Wednesday, November 21, 2012

Preparing for Operation Cowboy

If you haven't heard, there's a major mapping event about to happen. Dubbed Operation Cowboy, this will be the second event of its kind, the first being Night of the Living Maps which happened back in February. As described on the wiki, these events are kind of like a global LAN party for maps. For one weekend people who choose to participate will focus their mapping efforts on a common goal. This time the organizers decided to focus on the USA.

We of course have plenty of mapping to do around here. Cleaning up and updating the TIGER road import is kind of a never-ending task. In some of the sparsely populated areas of the country there aren't really any local mappers to speak of so there is ample work for "armchair mappers" to come in and do some map maintenance.

Considering the audience and the event, I decided to try and get a few things tweaked before Operation Cowboy goes down.

TIGER 2012 road name tiles


First up was improving the TIGER 2012 road name tiles being served up by the OSM-US tile server. They were originally set up by Ian Dees and are a great resource for tracing roads that were built since the original TIGER data was imported. The only issue I had with them is that they show the street name in the Census Bureau's abbreviated format. In OSM we prefer to use unabbreviated names because it reduces ambiguity. Does "St" mean "Street" or "Saint"? While that one might not be too hard to figure out and expanding "Ave" to "Avenue" might be trivial, there are a lot of abbreviations in the data and some of them are not easy to guess if you aren't familiar with the area.

Any guesses as to what the following mean? Brg. Cll. Natl Lkshr. Ofc. Pso. RM. BIA Rte? (see answer key at end of post) Most people in the US can probably guess some of them but there are definitely some regional ones in there that many people may not be familiar with. Then add in abbreviated directional prefixes. And now suppose you are a European trying to figure all of this out during Operation Cowboy. It's going to look like a secret code.

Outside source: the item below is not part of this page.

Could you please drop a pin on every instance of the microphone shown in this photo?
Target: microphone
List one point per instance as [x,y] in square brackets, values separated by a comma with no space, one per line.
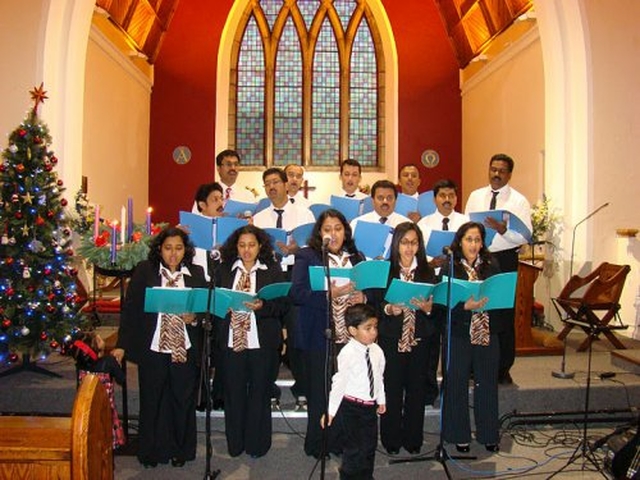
[573,237]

I won't go into the technical details in this post (might save that for another one after I clean up the process doumentation) but it did involve 27 GB of data in 3,200 .dbf files, about 10 different command line utilties and several large SQL queries. The end result was a mapping of 10.8 million line IDs (linearid field in TIGER speak) to fully expanded road names which I applied to the rendering database. The result can be seen on this tile preview page.

Imagery preset updates


Related to the road name tiles, I noticed that Potlatch2 had a TIGER road name tiles preset in the "Background" menu but it was still pointing at tiles with 2011 data in them. Thanks to the magic of github, I was able to get that fixed easily.

Then I noticed that the JOSM imagery sources page didn't have this tile set listed at all. That one was a little trickier to fix. It involved coming up with a simplified polygon of the US border to define the available extent of the tile layer as well as putting a base64 encoded image into an XML tag on the JOSM wiki. The image+base64+XML+wiki thing seems a little nasty but the JOSM functionality that this enables is actually pretty neat. If you download OSM data inside of the US, it will pop up a notice that informs you that that there is additional background imagery available and lets you add it to the "Imagery" menu with a single click. The base64 encoded image is displayed next to the menu option. In this case it is the TIGER logo:

RAWR!

TIGER tag removal


The TIGER road import put some tags on imported objects that weren't really necessary. As people edit roads, some of the tags become even less useful as the information from the tiger tags diverges from the "normal" OSM tags. Some of the tags were useful at the time for the upload process itself but are now just annoying bloat that confuses new users.

Back in July I started a mailing list thread about having editors automatically drop some of these tags like they already drop the created_by tag. Out of that discussion came a JOSM trac ticket and patch that does exactly this. Right before uploading, JOSM checks to see if any of the modified objects it is about to upload have "discardable" TIGER tags on them and removes them.

In September, I opened a ticket against Potlatch2 with the same feature request. Since nothing had happened with that ticket and I already had the Potlatch2 repository cloned from the tile URL change pull request, I decided to take matters into my own hands. I had never so much as glanced at ActionScript but fortunately P2 was a breeze to get running in a development environment. The developer documentation page on the wiki got me up and running in a matter of minutes. Although I did have to give ant more PermGen space to get through compilation. I should probably update the wiki with that tidbit...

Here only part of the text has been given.